Tool: `npm run arc:phase2:baselines` (`scripts/arc-phase2-baselines.mjs`).

Artifacts:

- `results/arc/phase2-baselines/manifest.json`
  (`sha256=4968d6f6958c8d40643d09161407252b664665801fcba3a399780ed7509623e0`)
- `results/arc/phase2-baselines/summary.csv`
  (`sha256=14977f7f35ab3e5da40c4603bc0771ab626909c003f89e82f6210ac5b068f165`)

Comparison table:

| representation | mean_collision_residual | mean_train_pair_residual | global_unique_features |
| --- | ---: | ---: | ---: |
| `shadow_operator_v0` (reference) | `0.028571` | `0.594295` | `260 / 266` |
| `raw_pixel_hash` | `0.000000` | `0.278825` | `266 / 266` |
| `shape_palette_density` | `0.338672` | `0.102588` | `162 / 266` |
| `cell_count` | `0.297226` | `0.070576` | `93 / 266` |

(Shadow operator's global-unique figure `260 / 266` was measured by hand
from `results/arc/phase2-projections/grid-projections.json`; it is omitted
from `summary.csv` because the reference row sources from the projection
manifest, which does not pre-compute it.)

Interpretation:

1. **Within-task collision (`mean_collision_residual`).** The shadow
   operator (`0.029`) sits between the byte-unique floor (`raw_pixel_hash =
   0.000`) and the coarse aggregates (`shape_palette_density = 0.339`,
   `cell_count = 0.297`). It collapses 6 of 266 grids that byte-hashing
   treats as distinct -- those 6 are gauge-equivalent grids inside training
   tasks that the operator correctly identifies, which is exactly the
   intended discrimination behavior. The coarse baselines collapse roughly
   30 percent of grids; the operator does not.

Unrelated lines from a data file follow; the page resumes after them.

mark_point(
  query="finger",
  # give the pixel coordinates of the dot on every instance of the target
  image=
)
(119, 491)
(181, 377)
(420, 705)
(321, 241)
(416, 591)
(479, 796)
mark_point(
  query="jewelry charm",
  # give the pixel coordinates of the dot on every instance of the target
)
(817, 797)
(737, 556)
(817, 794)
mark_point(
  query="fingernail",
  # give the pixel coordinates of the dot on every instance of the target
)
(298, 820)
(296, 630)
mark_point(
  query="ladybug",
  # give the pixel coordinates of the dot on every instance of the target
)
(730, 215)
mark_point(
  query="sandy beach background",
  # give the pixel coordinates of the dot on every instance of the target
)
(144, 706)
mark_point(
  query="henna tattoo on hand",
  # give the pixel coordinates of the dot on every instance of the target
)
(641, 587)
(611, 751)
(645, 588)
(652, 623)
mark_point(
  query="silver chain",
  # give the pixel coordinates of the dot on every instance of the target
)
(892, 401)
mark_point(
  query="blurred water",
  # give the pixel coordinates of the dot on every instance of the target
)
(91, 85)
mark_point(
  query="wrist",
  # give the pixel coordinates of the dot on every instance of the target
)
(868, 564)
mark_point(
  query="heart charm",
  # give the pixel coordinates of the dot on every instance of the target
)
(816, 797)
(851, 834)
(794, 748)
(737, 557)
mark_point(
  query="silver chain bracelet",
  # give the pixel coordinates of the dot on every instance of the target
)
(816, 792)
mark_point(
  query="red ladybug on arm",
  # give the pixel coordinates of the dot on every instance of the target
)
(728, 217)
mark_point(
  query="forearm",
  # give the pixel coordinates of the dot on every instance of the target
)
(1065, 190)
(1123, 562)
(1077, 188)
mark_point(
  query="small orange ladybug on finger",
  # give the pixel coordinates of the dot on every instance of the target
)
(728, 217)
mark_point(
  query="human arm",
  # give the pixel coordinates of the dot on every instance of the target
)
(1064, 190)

2. **Train-pair distance (`mean_train_pair_residual`).** The shadow
   operator (`0.594`) is **higher than every baseline tested**: roughly
   2.1x raw-pixel Hamming (`0.279`), 5.8x shape-palette-density (`0.103`),
   and 8.4x cell-count (`0.071`). The Codex receipt's "many input-output
   demonstrations are geometrically far apart under the current projection"
   framing under-stated this: under no naive baseline are input and output
   as far apart as under the shadow operator's token-set distance.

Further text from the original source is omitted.